“New Artist Spotlight” is a recurring editorial series featuring artists who have recently joined the rosters of Artsy’s gallery partners.
Throughout her decades-long career, Japanese Swiss artist Leiko Ikemura has painted hazy portraits of feminine figures. Along with the oil painting for which she is best known, Ikemura has also worked in video and, frequently, sculpture, using glass, metal, and ceramics to capture human and animal figures as amorphous, ghost-like entities.
Living and working in Berlin, Ikemura recently joined the roster at Lisson Gallery, which will stage a solo exhibition of the artist in New York in spring 2025. She will also be featured at Lisson’s Frieze London booth this October. This show, and her recent representation, usher in a significant year for the artist, whose work has been long overlooked in the United States. Meanwhile, on the global stage, Ikemura will be the subject of several solo exhibitions: at the Kunsthalle Emden in November 2024, the Museum of Contemporary Art Tokyo in 2024, and the Bündner Kunstmuseum in Chur, Switzerland, in 2025.
Born in Tsu, Japan, Ikemura graduated with a degree in Spanish from Osaka University in 1972. Shortly after, she moved to Spain, where she would study art at the Academia de Bellas Artes in Granada and Seville from 1973 to 1978, eventually moving to Zurich in 1979. By 1983, she had held her first institutional solo exhibition at Bonn Kunstverein in Germany. She would subsequently move to Berlin, where she became a professor of painting at the Berlin University of the Arts in 1991.
Ikemura balances Western and Eastern influences in her paintings and sculptures, drawing from East Asian sansuiga traditions, surrealism, and post-war abstraction. The subjects of her paintings most often include images of young girls and various anthropomorphic animals, such as a rabbit or cat, typically rendered in ethereal landscapes created with light, quick brush strokes. Occasionally, the artist deviates from figurative themes in favor of vast dreamlike landscapes, like her recent painting of an erupting volcano, Paisajes Con El Monte Fuji 11 (2015).
Ikemura’s work sometimes features the usagi (“rabbit”) motif, which she particularly began to focus on following the Fukushima nuclear accident in 2011, following reports of a rise in birth defects in animals. For instance, Usagi Kannon (Rabbit Bodhisattva of Mercy) (2011), a bronze sculpture of a female figure with rabbit ears, draws on traditional depictions of the Japanese Buddhist goddess of mercy, Kannon, and the Christian motif of the Virgin Mary. First exhibited at Sainsbury Centre Sculpture Park in Norwich, England, the sculpture features an entryway that people can stand underneath, enveloped by the protective figure.

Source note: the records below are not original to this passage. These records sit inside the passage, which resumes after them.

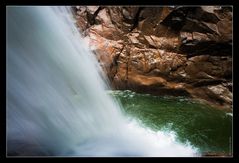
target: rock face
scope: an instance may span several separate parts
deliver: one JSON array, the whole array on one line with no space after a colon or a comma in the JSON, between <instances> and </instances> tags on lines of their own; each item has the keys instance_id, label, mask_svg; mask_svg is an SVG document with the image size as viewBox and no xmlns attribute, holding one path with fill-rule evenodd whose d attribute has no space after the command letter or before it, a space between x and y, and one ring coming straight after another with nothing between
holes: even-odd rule
<instances>
[{"instance_id":1,"label":"rock face","mask_svg":"<svg viewBox=\"0 0 239 163\"><path fill-rule=\"evenodd\" d=\"M73 7L110 83L232 105L232 8Z\"/></svg>"}]
</instances>

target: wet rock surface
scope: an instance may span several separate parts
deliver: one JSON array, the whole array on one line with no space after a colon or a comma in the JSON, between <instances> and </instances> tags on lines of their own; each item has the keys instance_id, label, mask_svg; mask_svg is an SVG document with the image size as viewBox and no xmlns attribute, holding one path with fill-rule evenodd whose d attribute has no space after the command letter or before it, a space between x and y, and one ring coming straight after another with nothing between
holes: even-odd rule
<instances>
[{"instance_id":1,"label":"wet rock surface","mask_svg":"<svg viewBox=\"0 0 239 163\"><path fill-rule=\"evenodd\" d=\"M73 7L115 89L232 105L232 8Z\"/></svg>"}]
</instances>

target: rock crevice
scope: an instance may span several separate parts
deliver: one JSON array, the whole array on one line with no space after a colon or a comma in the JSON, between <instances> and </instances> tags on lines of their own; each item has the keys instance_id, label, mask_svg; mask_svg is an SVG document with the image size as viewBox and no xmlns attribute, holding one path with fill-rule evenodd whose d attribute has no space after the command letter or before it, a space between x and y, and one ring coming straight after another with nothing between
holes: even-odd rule
<instances>
[{"instance_id":1,"label":"rock crevice","mask_svg":"<svg viewBox=\"0 0 239 163\"><path fill-rule=\"evenodd\" d=\"M115 89L232 108L231 7L73 8Z\"/></svg>"}]
</instances>

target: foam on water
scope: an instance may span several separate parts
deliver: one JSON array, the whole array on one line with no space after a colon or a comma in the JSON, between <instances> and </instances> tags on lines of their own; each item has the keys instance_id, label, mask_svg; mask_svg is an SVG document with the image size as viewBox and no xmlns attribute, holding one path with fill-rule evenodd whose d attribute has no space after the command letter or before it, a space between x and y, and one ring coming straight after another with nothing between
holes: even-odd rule
<instances>
[{"instance_id":1,"label":"foam on water","mask_svg":"<svg viewBox=\"0 0 239 163\"><path fill-rule=\"evenodd\" d=\"M9 155L194 156L129 121L65 7L7 7Z\"/></svg>"}]
</instances>

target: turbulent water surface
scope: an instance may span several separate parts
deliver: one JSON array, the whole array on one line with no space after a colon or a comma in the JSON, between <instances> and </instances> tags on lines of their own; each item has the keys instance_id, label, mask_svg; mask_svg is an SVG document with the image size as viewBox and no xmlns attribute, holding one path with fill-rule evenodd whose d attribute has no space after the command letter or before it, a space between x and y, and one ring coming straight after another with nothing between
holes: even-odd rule
<instances>
[{"instance_id":1,"label":"turbulent water surface","mask_svg":"<svg viewBox=\"0 0 239 163\"><path fill-rule=\"evenodd\" d=\"M190 142L200 153L231 155L232 113L186 97L158 97L135 92L110 92L123 104L125 114L158 131L174 131L177 140Z\"/></svg>"},{"instance_id":2,"label":"turbulent water surface","mask_svg":"<svg viewBox=\"0 0 239 163\"><path fill-rule=\"evenodd\" d=\"M7 7L8 155L192 157L200 155L197 143L211 143L205 137L193 138L206 133L207 122L229 125L228 118L222 118L226 115L216 111L189 107L186 116L187 107L175 101L148 97L124 101L122 96L126 111L147 124L141 125L124 114L107 89L67 8ZM156 108L158 102L161 109ZM204 120L213 118L203 122L204 115ZM207 133L212 136L222 131L211 130ZM221 140L224 136L212 143ZM215 144L221 147L226 149Z\"/></svg>"}]
</instances>

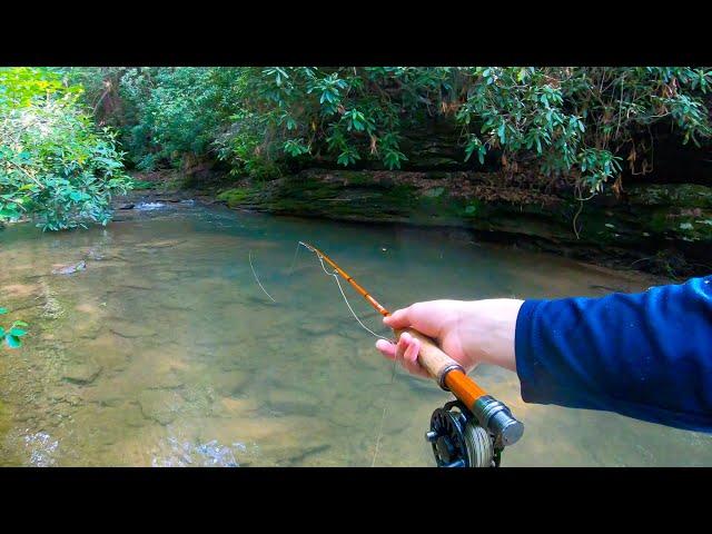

Though Ikemura’s recognition in the U.S. is long overdue, the artist is renowned across Europe and Asia. Her recent solo institutional exhibitions have been held at HEREDIUM in South Korea (2024) and Georg Kolbe Museum in Berlin (2023). Her solo gallery shows have been presented by KÖNIG GALERIE in Seoul, Galerie Peter Kilchmann in Paris, and Fergus McCaffrey in New York.